Refer to this link Link to another JSFiddle (, jQuery is removed)
I don't really get this.. But why is the , jQuery inside the ( ) after the } of a function counts as a reference for the code to run completely when the library of jQuery is already included?
Having the $.trim removed from the code, it seems to work fine again. But I still don't get how this referencing works.
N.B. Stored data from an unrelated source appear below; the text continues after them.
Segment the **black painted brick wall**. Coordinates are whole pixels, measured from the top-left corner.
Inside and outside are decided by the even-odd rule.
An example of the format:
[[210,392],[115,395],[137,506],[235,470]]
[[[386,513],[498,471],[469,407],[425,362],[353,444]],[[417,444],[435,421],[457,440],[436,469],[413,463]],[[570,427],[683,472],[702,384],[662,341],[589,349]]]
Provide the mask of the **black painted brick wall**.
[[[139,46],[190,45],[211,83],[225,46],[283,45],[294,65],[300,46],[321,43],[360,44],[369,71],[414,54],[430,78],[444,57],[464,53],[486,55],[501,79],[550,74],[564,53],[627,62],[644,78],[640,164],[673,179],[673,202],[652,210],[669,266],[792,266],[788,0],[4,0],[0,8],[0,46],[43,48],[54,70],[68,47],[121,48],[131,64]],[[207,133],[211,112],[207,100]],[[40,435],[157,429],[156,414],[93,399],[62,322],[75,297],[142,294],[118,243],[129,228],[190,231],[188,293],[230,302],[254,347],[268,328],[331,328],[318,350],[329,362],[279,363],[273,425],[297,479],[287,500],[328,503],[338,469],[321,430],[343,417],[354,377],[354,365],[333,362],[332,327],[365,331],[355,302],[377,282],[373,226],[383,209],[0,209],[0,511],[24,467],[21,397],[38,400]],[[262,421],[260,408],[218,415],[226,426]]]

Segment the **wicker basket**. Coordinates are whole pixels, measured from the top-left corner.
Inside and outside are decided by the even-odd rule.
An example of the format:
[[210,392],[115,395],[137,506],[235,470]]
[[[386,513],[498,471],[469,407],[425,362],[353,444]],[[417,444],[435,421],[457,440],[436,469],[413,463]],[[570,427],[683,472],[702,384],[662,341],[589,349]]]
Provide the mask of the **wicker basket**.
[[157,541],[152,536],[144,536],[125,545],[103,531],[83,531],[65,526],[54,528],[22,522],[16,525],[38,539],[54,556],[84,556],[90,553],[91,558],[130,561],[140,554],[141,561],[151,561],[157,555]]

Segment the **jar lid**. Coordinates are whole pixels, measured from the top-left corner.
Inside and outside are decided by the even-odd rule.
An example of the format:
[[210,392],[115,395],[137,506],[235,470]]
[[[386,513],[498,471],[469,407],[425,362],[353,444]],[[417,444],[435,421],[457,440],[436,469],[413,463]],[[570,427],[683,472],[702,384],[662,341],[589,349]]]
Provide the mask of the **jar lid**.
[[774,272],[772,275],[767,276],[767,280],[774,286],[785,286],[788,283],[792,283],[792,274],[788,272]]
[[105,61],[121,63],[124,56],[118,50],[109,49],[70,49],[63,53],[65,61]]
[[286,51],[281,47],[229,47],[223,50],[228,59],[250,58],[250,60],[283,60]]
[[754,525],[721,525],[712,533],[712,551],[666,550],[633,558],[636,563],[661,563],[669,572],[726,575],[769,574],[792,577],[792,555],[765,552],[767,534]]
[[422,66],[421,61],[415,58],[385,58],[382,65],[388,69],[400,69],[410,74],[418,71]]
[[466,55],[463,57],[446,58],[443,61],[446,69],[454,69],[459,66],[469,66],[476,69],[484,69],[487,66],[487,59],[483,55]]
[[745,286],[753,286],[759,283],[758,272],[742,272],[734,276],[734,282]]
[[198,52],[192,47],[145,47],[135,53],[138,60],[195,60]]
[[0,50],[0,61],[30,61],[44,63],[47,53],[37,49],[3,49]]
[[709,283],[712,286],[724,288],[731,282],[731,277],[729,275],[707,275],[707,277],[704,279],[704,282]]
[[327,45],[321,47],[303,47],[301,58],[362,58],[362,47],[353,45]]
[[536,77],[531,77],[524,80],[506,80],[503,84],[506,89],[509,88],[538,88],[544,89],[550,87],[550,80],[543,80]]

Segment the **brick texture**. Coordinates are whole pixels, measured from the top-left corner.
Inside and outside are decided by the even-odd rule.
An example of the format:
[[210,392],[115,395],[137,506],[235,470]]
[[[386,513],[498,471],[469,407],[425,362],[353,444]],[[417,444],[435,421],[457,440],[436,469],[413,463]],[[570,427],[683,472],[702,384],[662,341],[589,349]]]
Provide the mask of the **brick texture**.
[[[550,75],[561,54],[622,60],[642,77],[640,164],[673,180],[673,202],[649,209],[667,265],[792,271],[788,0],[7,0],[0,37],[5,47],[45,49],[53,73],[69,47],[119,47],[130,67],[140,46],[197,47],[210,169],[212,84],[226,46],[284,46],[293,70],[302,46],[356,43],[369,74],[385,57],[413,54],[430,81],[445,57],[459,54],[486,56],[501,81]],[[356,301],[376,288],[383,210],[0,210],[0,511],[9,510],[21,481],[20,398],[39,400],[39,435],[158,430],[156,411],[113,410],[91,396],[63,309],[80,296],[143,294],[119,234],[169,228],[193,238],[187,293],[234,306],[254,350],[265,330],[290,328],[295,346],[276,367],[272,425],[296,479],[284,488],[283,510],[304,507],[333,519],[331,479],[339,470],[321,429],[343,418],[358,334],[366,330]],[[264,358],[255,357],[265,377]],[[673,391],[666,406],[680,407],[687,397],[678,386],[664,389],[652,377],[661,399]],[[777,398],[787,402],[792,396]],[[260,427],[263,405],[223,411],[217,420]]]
Link to the JSFiddle without the , jQuery and $.trim
The Comma Operator in JavaScript evaluates operands and returns the value of the last one (right-most). By JS Operator Precedence, the OR operation will be evaluated first, followed by the assignment.
So this expression x = x || y, z is in effect (x = (x || y)), z. The OR operator will either return the boolean result of the comparison or, for non-boolean types, the first operand if it is truthy, or the second operand otherwise. The assignment operator is also higher precedence than the comma operator, so x will be assigned the value returned by the OR. The value of z will not have any effect on either the OR operation or the assignment. In fact, it will be evaluated last, meaning it is essentially a separate statement with no effect on anything else in that 'expression.' I can't see any practical value in writing the expression that way.